スマートコントラクトの優れた点は、そのシンプルさだ。任意の数の機能をほぼリアルタイムで同時に実行することが可能である。例えば、Paid契約には、紛争が発生した場合の事前交渉や仲裁プロセスも組み込まれている。レピュテーションスコアリングシステムは、カウンターパーティーのリスクを軽減するのに役立つ。
Paidネットワークは、Chainlink上のパラチェーン(独自のトークンを持つブロックチェーンプラットフォーム)である。そのため、100以上のパラチェインのサービスと並行して上記のすべてのサービスを実行することが可能である。前述したリーガルテックソリューションの機能をすべて1つのスマートコントラクトに包み込むことができるのだ。
Paid Networkは、現在までに資金調達を受けた唯一のブロックチェーンリーガルテックスタートアップであろう。デジタル台帳技術によって緩和される追加のビジネスリスクを考えると、それは驚くべきことだ。DLT取引は透明性があり、追跡可能であり、不可逆的である。

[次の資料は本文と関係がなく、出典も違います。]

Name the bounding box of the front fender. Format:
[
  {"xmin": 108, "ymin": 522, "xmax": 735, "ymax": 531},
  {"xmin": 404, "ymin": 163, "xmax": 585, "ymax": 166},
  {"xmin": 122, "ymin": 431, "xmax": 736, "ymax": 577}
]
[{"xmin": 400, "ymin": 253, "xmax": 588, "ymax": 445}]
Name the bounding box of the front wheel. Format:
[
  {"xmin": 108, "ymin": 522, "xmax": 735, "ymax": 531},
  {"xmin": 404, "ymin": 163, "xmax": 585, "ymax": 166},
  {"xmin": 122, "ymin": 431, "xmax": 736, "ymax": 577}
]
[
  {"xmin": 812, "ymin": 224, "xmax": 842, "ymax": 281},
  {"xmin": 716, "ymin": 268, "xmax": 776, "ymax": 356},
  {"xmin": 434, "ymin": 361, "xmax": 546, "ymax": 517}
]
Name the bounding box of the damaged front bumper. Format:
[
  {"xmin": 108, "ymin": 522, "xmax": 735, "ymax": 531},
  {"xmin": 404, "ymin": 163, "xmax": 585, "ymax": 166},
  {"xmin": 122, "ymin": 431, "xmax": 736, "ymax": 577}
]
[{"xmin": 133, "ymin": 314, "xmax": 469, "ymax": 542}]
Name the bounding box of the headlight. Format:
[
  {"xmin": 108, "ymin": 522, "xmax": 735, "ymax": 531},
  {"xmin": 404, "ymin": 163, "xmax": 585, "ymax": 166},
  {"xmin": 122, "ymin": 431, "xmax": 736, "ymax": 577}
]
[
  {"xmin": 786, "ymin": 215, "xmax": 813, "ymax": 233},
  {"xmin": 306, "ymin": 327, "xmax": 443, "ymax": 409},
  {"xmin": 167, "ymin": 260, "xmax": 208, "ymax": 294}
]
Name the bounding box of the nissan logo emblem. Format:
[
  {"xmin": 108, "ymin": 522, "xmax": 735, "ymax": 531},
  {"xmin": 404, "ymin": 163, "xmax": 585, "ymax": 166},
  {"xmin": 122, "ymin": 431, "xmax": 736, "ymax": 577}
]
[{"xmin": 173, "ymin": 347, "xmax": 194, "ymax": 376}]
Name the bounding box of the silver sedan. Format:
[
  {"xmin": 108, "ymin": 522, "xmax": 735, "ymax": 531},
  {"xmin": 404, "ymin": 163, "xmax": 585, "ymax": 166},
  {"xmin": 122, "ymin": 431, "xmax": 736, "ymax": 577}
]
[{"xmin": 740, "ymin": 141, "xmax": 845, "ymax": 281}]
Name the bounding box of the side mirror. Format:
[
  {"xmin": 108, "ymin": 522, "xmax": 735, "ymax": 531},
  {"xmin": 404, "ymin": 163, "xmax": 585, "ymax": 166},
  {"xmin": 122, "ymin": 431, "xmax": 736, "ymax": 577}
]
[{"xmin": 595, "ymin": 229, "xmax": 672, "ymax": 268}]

今年の彼らの投資に続き、ブロックチェーン界隈のリーガルテックは、次のホットな投資セクターになる準備ができている。
実際に、あらゆる業種の主要企業がブロックチェーンビジネスソリューションを採用している。Deloitte Global Blockchainの調査によると、91%の企業がブロックチェーンソリューションを採用することでビジネスパフォーマンスの向上を計画している。しかし、法律業界は、現在進行中のビジネストランザクション管理のパラダイムシフトに追いつくのが遅れていると言わざるをえない。
すでに多くの企業がスマートコントラクトを使って貿易、商取引、金融取引を行っている現在、メインフレームと同様に、法務業界もより効率的なテクノロジー主導のプラットフォームを採用する必要があるだろう。
リーガルテックモデルは、デジタル台帳技術の上で実行するのに適しているのだ。